‘Nanny McPhee and the Big Bang’ by Emma Thompson

Everybody knows, therefore loves, Emma Thompson. After all, we’re only human.

You probably know her for winning two Academy Awards (Best Non-Original Screenplay for Sense and Sensibility and Best Leading Actress for Howard’s End) and many many BAFTA, as well as for her subtle fixation – we call it dedication – with Jane Austen and English classics.

Or simply for playing P.L. Travers in her last film Saving Mr Banks.

Her humor and wit are so fiercely captivating that it’s almost impossible not to laugh any time you see her – mostly because it’s probably her main intent from the start, to make you laugh.

Well then, guess what I thought when I found ‘Nanny McPhee and the Big Bang’, the story told by Emma Thompson, along with a diary of the days of filming (the film came out in 2010).

I was already familiar with Nanny McPhee (small c, big P), who looks horrible when she arrives, absolutely with no warning, preferably during a lightning storm.

She’s a nanny with a magic cane, who comes with a jackdaw who suffers from collywabbles because of all the window putty he eats.

Nanny McPhee works by the oddest of rules and soon Mrs Green, her three children and the two snobbish cousins will have to come to terms with it: “When you need her but don’t want her, then she must stay; when you want her but no longer need her, then she must go.”

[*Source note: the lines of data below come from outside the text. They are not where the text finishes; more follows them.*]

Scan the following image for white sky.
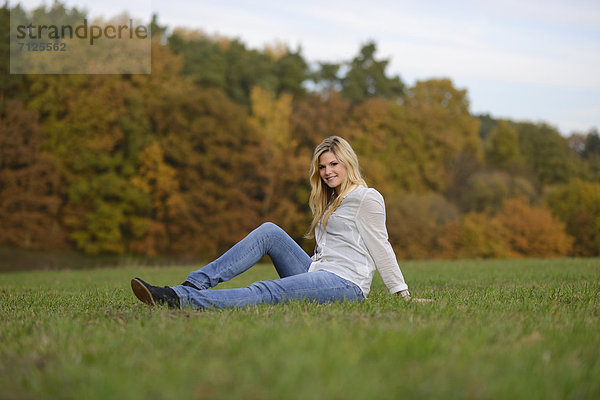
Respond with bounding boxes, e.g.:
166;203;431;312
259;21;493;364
12;0;600;135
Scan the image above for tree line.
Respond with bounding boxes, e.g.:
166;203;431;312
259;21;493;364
1;3;599;262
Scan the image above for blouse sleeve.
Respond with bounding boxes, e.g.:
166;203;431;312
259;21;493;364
355;189;409;294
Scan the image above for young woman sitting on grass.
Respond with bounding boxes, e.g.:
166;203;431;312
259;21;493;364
131;136;413;309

With Mr Green away to fight the war and his brother Phil insisting for Mrs Green to sell the farm she lives in and that belonged to the Green family for generations; between flying piglet and UXB (Unexploded Bomb; beware, it might go off any moment) the situation gets quickly from dramatic to tragic.

Don’t panic, though.

Is coming Nanny McPhee (small c, big P).